The sharp decline reflected a $10.2 billion drop in imports since January to $221.7 billion, likely due to cheaper oil prices and a since-resolved West Coast ports dispute that interrupted the flow of 20 per cent of the nation's imports. The dispute led to sharp declines in imported goods from China and Japan, causing the trade deficit with both countries to fall.
Exports tumbled by a smaller sum, slipping $3 billion to $186.2 billion. They fell because a strengthening dollar has made American-made goods more expensive abroad. The dollar's rising value has curbed expansion at U.S. factories, according to an index released Wednesday the by Institute for Supply Management, a trade group of purchasing managers.
As a result, analysts say exports could decline further in coming months and likely weigh on the U.S. economy.
"Although the decline in the February deficit is good news for first-quarter growth, trade is likely to be a drag on the U.S. economy in 2015," said Gus Faucher, senior economist at PNC Financial Services.

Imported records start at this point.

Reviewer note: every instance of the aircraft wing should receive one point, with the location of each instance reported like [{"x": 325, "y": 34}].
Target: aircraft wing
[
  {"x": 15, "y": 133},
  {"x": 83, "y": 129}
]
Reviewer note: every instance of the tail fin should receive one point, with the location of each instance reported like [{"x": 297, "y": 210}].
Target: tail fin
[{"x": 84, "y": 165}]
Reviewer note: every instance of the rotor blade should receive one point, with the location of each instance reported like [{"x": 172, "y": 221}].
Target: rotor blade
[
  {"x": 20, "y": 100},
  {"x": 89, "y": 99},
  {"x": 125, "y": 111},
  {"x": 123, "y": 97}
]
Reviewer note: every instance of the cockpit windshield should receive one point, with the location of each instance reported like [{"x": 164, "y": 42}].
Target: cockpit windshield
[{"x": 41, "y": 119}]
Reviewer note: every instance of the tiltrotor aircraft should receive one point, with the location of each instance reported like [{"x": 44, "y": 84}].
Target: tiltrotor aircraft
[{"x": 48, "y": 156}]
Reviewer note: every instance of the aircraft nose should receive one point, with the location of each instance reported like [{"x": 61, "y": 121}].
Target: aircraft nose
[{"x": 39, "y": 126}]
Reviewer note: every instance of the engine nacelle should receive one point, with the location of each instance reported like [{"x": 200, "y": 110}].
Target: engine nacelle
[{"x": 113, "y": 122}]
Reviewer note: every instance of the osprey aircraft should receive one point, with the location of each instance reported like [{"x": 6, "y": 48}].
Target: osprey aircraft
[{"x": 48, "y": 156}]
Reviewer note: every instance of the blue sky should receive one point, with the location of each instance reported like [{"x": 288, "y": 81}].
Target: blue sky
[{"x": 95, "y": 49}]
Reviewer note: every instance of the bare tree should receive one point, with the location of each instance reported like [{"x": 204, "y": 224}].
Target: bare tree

The trade deficit has fallen 3.2 per cent compared with the same period last year. But economists expect that decline to end shortly. Most forecast that the deficit will widen further in 2015, as a growing U.S. economy should fuel demand for imports while the stronger dollar reduces exports.
Imports account for roughly 16 per cent of gross domestic product, while exports account for 13 per cent, according to analysts at Bank of America. The resulting trade deficit — which totalled $505 billion last year — represents roughly 3 per cent of GDP and causes a drag on overall growth.
The influence of the ports dispute was evident in the trade figures with China. Imported goods from China decreased $3.5 billion to $36.3 billion in February, a drop that may prove temporary based on historic patterns.
The politically sensitive deficit with China set another record high last year, surging 23.9 per cent to $342.6 billion. That constant gap has created pressure on Congress and the Obama administration to take tougher actions against what critics see as China's unfair trade practices. U.S. manufacturers say that China is manipulating its currency to keep it artificially low against the dollar.
The domestic energy boom has kept the deficit in check. Not only has the U.S. reduced its dependence on foreign oil, but the falling prices have further limited the cash value of imported petroleum.
February petroleum imports totalled $16.3 billion, the lowest since September 2004.